Shortly after throwing their graduation caps in the air, Miami University graduates may begin to feel anxiety about how to approach their search for a job.
For many recent graduates, this will entail either producing or perfecting their resumes.
“Your resume should be customized to some extent, highlighting different aspects as they relate to the positions,” said Jennifer McLaughlin, assistant director for the Office of Career Services at Miami.
According to McLaughlin, related work that students should include in their resumes are experiences such as Highwire Brand Studio, PRSSA and class projects that they find to be directly related to the job for which they are applying.

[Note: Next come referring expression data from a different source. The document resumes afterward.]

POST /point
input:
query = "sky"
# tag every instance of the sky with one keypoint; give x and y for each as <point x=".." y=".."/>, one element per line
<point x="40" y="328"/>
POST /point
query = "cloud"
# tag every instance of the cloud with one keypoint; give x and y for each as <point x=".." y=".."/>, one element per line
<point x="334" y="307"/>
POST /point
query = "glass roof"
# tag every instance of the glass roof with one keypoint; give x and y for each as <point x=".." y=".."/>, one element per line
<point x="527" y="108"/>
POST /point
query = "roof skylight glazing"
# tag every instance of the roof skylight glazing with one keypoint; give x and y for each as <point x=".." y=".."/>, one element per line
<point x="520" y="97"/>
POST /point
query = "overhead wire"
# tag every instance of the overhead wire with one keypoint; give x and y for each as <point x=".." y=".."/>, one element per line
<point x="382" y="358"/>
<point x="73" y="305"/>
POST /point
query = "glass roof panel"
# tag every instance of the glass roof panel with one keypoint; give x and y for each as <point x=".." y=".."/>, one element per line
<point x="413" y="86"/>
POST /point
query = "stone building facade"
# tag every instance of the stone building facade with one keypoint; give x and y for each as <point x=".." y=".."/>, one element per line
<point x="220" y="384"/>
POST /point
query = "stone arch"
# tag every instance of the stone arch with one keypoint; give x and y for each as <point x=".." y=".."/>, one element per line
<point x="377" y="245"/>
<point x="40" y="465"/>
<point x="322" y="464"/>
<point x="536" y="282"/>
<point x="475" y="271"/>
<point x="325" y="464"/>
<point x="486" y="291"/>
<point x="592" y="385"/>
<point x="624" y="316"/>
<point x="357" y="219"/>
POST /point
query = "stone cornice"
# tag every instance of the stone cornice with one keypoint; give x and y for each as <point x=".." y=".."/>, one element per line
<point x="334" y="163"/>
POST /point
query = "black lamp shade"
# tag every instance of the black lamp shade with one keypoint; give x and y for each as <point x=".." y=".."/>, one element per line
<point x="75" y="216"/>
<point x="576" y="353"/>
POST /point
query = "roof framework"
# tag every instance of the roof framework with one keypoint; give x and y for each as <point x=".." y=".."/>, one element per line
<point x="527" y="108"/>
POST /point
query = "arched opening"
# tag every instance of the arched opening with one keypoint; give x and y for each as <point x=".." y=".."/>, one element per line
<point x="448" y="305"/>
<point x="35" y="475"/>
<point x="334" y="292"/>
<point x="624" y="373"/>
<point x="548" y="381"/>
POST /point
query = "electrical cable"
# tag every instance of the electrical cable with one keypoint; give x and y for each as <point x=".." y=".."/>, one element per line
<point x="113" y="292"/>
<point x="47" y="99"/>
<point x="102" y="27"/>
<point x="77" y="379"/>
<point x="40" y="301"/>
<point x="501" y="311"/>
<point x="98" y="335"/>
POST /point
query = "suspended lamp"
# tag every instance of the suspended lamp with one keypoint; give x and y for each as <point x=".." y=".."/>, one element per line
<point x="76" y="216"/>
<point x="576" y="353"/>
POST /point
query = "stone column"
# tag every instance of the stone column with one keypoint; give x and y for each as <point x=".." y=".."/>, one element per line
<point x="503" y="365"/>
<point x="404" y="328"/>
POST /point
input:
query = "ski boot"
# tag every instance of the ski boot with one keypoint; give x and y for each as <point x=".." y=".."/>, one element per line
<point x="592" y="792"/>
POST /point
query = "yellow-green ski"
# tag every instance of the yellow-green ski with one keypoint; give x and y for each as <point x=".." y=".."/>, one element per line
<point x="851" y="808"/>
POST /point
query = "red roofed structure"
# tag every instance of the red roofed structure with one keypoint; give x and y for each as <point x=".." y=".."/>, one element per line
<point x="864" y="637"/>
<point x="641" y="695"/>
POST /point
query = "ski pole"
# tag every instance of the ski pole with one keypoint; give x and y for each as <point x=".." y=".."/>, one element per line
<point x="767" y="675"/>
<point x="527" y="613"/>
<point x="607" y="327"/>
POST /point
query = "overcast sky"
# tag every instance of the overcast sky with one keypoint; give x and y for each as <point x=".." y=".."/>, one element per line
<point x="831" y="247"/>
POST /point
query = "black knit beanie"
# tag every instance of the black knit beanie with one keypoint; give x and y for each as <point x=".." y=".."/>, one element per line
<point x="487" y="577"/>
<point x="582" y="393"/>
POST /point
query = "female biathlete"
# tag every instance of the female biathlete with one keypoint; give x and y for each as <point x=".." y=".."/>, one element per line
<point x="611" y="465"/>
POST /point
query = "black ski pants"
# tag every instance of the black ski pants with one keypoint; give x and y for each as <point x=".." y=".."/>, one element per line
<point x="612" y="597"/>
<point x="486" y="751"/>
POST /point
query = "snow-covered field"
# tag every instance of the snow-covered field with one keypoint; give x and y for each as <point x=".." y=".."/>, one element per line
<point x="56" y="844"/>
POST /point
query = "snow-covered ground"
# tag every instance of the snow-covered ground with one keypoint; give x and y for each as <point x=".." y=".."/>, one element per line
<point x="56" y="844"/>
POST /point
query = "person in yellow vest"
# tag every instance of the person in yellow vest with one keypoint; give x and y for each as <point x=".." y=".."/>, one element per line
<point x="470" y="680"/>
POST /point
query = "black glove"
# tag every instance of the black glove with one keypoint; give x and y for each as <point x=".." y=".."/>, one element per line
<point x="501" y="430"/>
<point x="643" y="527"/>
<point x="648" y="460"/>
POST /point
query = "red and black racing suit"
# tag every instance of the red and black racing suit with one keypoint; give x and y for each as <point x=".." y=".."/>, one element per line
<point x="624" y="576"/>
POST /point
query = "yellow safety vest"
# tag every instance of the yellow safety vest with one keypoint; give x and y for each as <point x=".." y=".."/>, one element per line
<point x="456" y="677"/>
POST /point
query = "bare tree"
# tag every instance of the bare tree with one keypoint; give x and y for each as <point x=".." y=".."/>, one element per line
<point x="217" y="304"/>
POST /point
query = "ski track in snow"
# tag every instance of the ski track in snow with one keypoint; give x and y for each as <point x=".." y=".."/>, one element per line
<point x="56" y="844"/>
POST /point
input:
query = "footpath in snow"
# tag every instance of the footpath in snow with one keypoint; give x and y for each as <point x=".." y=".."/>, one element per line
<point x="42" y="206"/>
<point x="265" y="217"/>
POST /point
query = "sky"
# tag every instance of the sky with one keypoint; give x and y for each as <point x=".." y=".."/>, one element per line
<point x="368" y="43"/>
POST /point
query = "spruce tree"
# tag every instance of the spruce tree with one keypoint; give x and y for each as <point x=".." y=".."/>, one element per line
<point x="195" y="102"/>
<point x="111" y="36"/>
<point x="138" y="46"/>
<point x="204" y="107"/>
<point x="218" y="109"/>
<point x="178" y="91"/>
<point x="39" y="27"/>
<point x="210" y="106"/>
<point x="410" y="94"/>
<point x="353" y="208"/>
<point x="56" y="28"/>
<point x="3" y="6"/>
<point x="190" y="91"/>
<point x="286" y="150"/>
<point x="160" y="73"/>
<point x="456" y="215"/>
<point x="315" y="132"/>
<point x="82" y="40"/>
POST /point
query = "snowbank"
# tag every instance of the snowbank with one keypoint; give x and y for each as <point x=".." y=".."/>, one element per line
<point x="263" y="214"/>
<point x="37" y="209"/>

In terms of formatting, she said the Optimal Resume tool, which walks students through creating a resume and gives them several different formatting options, can be accessed through CAREERlink.
“Oftentimes, their resume is a laundry list,” McLaughlin said. “(Students should) focus on the skills that they developed and their accomplishments rather than the laundry list.”
McLaughlin encourages students to make sure their resumes are in good order before leaving Miami.
“Its not quantity,” McLaughlin said. “It should be a couple of organizations that you can elaborate on.”
She said volunteering or getting some type of temporary job during the job search is a good idea.
“Don’t be afraid to use your network,” McLaughlin said. “Even in good times, that’s how people get jobs.”
McLaughlin said students should set up an account on linkedin.com.
Tom Dezell, author of the book Networking for the Novice, Nervous or Naive Job Seeker also said it is important for students to tailor their resumes for each job when they apply.
Dezell is a certified professional resume writer and career counselor.
“When employers are looking at new graduates, they will see plenty of people who need a job,” Dezell said. “If you have some definite ideas about what it is you’re looking for and about some of the goals that you have for your career and can articulate those, they are going to realize you are more invested in what you are doing.”
Dezell said students should choose which related experience to emphasize in their resumes according to the job they are pursuing.
McLaughlin said it is easy for students to be proactive about finding a job when they are at Miami, but once they graduate they may lose some of their morale.
For this reason, she said it is important for students to make a schedule of times they will square away each day to search for a job. She said it is also important for them to develop a good support system.
“It’s easy to sit there and say hey, I have spent the whole day on monster.com, but that is where everybody looks,” Dezell said. “Only 20 percent of the actual opportunities get listed there.”
Dezell said a lot of opportunities involve reaching out to people and looking for jobs before they are advertised.
“Smaller or medium sized companies are not going to want to advertise on the job board because they will get several hundred resumes,” Dezell said.
Instead, they will want to fill the positions by word of mouth or with someone who impressed them, Dezell said.
In addition to networking on the Internet, Dezell said students should attend alumni functions and ask family members and professors for assistance.
“Research companies so you understand what they do and what you can contribute,” McLaughlin said. “You want to make sure that in your cover letter you spell that specifically.”
“I went to the Career Fair and I definitely used the Career Services website, but it was really through networking, e-mails and getting my name out there that I ended up getting the job that I did,” said senior Logan Blake, a strategic communication major with a marketing minor.
Blake said a Miami graduate informed her about a job opportunity at News America Marketing in New York, which she then interviewed for and was hired.
“Even after they graduate, they can still use our services,” McLaughlin said. “They can also use the alumni career services too, as long as they are a member of the alumni association.”
Dezell encourages students not to rule out doing an internship.
“Having some experience right in there and doing some day-to-day stuff is more valuable to an employer than none,” Dezell said.
“Its tough,” McLaughlin said. “You will receive some rejections, but you have to work through it.”